We let the program be shaped by what we heard from the women. Enliven Mama Africa was born of scheming and compiling what we'd heard, what we dreamed of, and what was feasible. That early stage was made possible by the ideas and insight of my dear friends Nans, Lydia, and Mavis. Those conversations compelled me to rethink my entire future.

Because Enliven Mama Africa was created mostly inside a large volunteer house in West Kumasi by a few Ghanaians and three teenage obrunis, I was sometimes afraid that it was too far removed from Besease to be real to the community's needs. We spent so much more time in the office than in the field that I was concerned it was becoming our personal idea.

This feeling was intensified by comments I heard back here in Colorado. Some of the comments were just rude ("Why would you go exert your privilege?" "What are you, an imperialist?"), but others made me think, such as: "How do you know that this is the right project for these women?" "How do you know it's what they really want?"
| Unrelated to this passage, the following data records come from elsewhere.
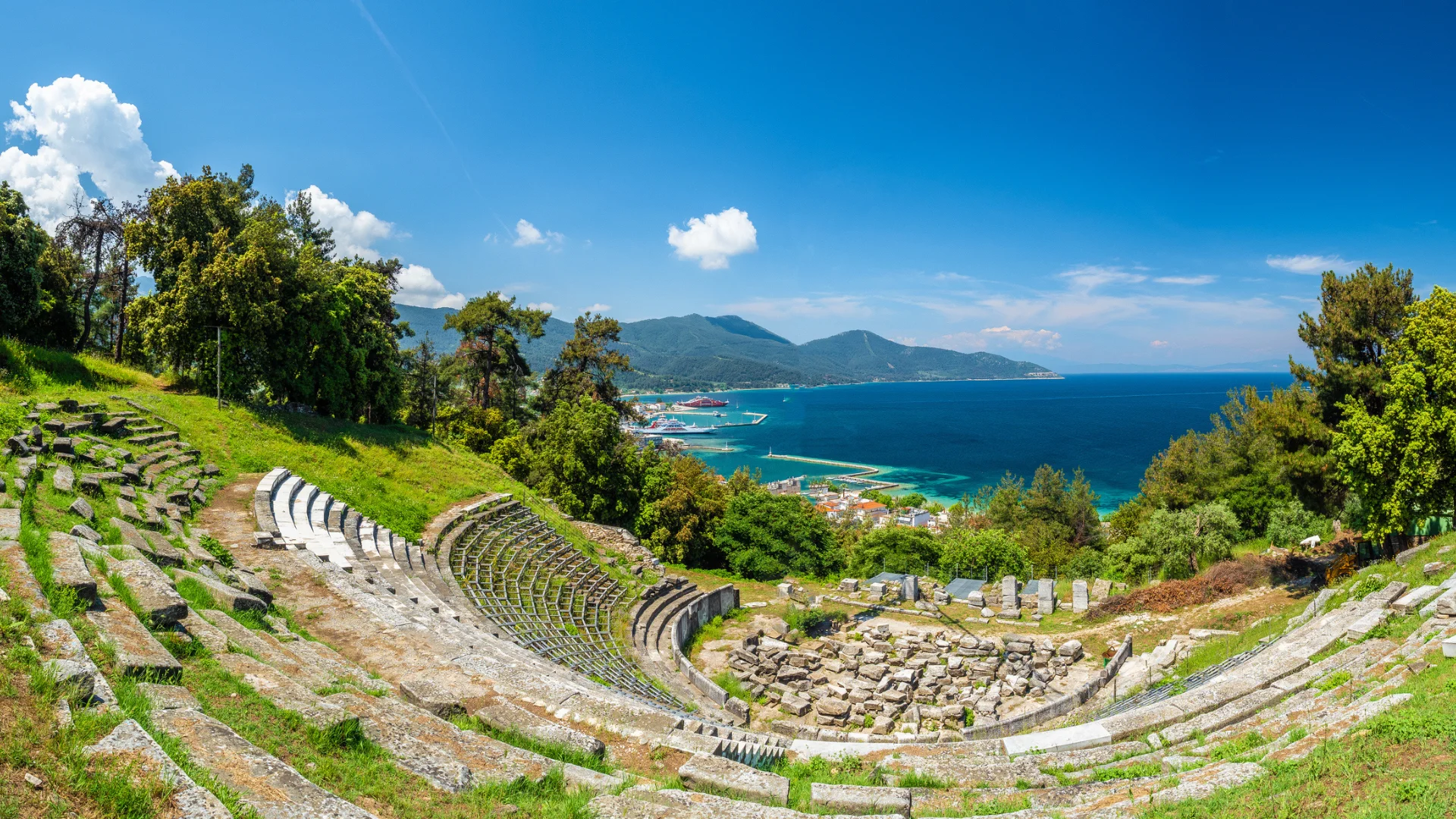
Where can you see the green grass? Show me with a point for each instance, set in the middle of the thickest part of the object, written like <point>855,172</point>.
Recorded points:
<point>1332,681</point>
<point>31,741</point>
<point>558,751</point>
<point>1237,748</point>
<point>714,629</point>
<point>346,763</point>
<point>1397,765</point>
<point>968,806</point>
<point>1134,771</point>
<point>843,771</point>
<point>733,686</point>
<point>218,550</point>
<point>398,475</point>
As Besease prepared to get the women involved in learning trades, community members stepped up and offered to make desks and chairs for the women. The community offered an empty building for the women to learn. Enliven Mama Africa is a project the community of Besease is excited about. This compounds my excitement, because I know there are people throughout rural Ghana interested in the cause of single mother employment.

Wednesday, November 12, 2014

The Power of Community (Thank You ICCES!)

Meeting between ICCES, the Besease Community, and the Women

Since I left Ghana in July, the real work of Enliven Mama Africa has been occurring. No longer is Enliven Mama Africa about an obruni (white) girl and a Kumasi man talking to random single mothers in Besease.


Enliven Mama Africa is about the community of Besease. Enliven Mama Africa is about the wider community of Atwima, the district due west of Kumasi.

I lived in the Atwima District for a year, in the town of Boko. However much I write about Besease, Kumasi-town, and Nkawie, Boko is my home. Between Boko and Besease, there is a town called Twedie. Twedie is the home of a school called the Integrated Community Center for Employable Skills (ICCES).

Rosina Kwateng and her son, Christian
ICCES has offered Enliven Mama Africa their services. Five days a week, a teacher will travel from Twedie to Besease to teach 14 single mothers seamstress skills. ICCES is also providing chairs for the women to use during lessons. The benefits of ICCES are many: they will offer the women an official certificate, they are well-established in the Atwima District, and they teach five days a week, with school-time vacations.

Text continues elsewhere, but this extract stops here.